1) I don't think that argument has much weight. Considering how little healthy people think about death, and how the incredible extension of the average lifespan didn't seem to have catastrophic effects like that, I doubt we'd turn into some kind of sci-fi distopia where everybody doesn't do anything. You live one day at a time, and if you are healthy and like your life today, you'll want to live tomorrow. And so on. Doesn't matter if it's for 40 years, 80 years, or 120 years. Most people who say they want to die are frail, sick and suffering, and what they want is not death per se, but for the pain to stop. You don't see many healthy 20-30 years old wish for death unless they suffer from severe depression. The cliché about "death gives meaning to life" is just rationalization, trying to convince ourselves that something we think is inevitable is actually a good thing. But if there was no death from the diseases of aging, we certainly wouldn't invent it or miss it, just like we wouldn't invent smallpox or malaria.
2) I'm calling it the engineering approach because that's what it is (http://sens.org/sens-research/what-is-sens/engineering-solut...) as opposed to the gerontology approach or the geriatry approach. It is about simply repairing damage, the same way you maintain a vintage car or an old house for 10x longer than it was designed to last without necessarily having to understand exactly how that damage is created (by metabolism or physical and chemical reactions, etc), and without having to know how to cure all diseases (you repair damage before it becomes a pathology).
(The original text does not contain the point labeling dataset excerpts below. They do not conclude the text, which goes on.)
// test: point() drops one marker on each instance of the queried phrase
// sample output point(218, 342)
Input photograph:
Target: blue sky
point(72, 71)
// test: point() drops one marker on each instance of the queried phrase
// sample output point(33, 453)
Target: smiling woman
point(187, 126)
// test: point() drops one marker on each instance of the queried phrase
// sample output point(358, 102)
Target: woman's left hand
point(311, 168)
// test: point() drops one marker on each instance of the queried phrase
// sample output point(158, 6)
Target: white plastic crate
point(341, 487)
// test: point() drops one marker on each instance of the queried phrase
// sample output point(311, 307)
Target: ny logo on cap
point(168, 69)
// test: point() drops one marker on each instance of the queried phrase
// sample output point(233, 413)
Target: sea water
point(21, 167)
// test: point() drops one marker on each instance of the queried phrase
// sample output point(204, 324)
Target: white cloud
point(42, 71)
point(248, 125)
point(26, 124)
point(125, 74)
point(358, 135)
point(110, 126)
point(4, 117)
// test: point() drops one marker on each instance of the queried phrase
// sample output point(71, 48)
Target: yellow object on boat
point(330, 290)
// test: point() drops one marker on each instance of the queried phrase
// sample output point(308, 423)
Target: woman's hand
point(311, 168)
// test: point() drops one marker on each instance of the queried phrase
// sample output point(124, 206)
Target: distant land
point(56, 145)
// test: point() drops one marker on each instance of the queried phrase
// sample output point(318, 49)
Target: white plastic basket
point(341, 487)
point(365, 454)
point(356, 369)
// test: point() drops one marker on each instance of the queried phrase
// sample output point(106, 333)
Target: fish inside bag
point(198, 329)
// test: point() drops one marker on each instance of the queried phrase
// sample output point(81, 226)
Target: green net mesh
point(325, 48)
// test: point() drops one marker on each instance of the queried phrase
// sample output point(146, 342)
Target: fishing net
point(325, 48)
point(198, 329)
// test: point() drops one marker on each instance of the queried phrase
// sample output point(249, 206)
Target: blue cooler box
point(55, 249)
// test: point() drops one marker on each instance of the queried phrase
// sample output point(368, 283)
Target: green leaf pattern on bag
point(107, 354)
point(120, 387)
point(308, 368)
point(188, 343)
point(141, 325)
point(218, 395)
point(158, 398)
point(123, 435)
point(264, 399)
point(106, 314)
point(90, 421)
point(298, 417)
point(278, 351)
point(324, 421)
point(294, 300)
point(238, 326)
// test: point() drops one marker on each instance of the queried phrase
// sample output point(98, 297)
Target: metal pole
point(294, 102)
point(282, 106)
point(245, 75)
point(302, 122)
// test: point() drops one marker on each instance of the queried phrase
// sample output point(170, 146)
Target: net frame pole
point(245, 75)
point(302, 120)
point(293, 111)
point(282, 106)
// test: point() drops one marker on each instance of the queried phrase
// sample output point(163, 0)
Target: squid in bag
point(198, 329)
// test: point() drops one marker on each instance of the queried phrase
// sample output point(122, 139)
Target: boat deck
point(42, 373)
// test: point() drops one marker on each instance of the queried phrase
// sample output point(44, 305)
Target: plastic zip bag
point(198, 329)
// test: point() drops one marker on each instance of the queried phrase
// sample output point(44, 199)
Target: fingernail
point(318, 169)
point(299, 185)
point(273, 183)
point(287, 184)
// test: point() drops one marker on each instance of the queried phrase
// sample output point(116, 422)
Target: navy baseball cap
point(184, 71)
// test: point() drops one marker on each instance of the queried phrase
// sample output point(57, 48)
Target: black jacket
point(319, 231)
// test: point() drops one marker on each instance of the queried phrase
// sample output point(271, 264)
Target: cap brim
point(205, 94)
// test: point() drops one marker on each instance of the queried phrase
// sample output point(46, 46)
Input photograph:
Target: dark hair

If you want to learn more about the biology and details of the proposals I'm talking about, check out the links I posted in other comments here. They have detailed plans for the 7 types of damages that accumulate from the operation of metabolism. Otherwise, your criticisms aren't specific, you are just attacking a vague idea of what you think this is about.
2) Please be specific about what you think is "stupendously bad engineering". Thanks.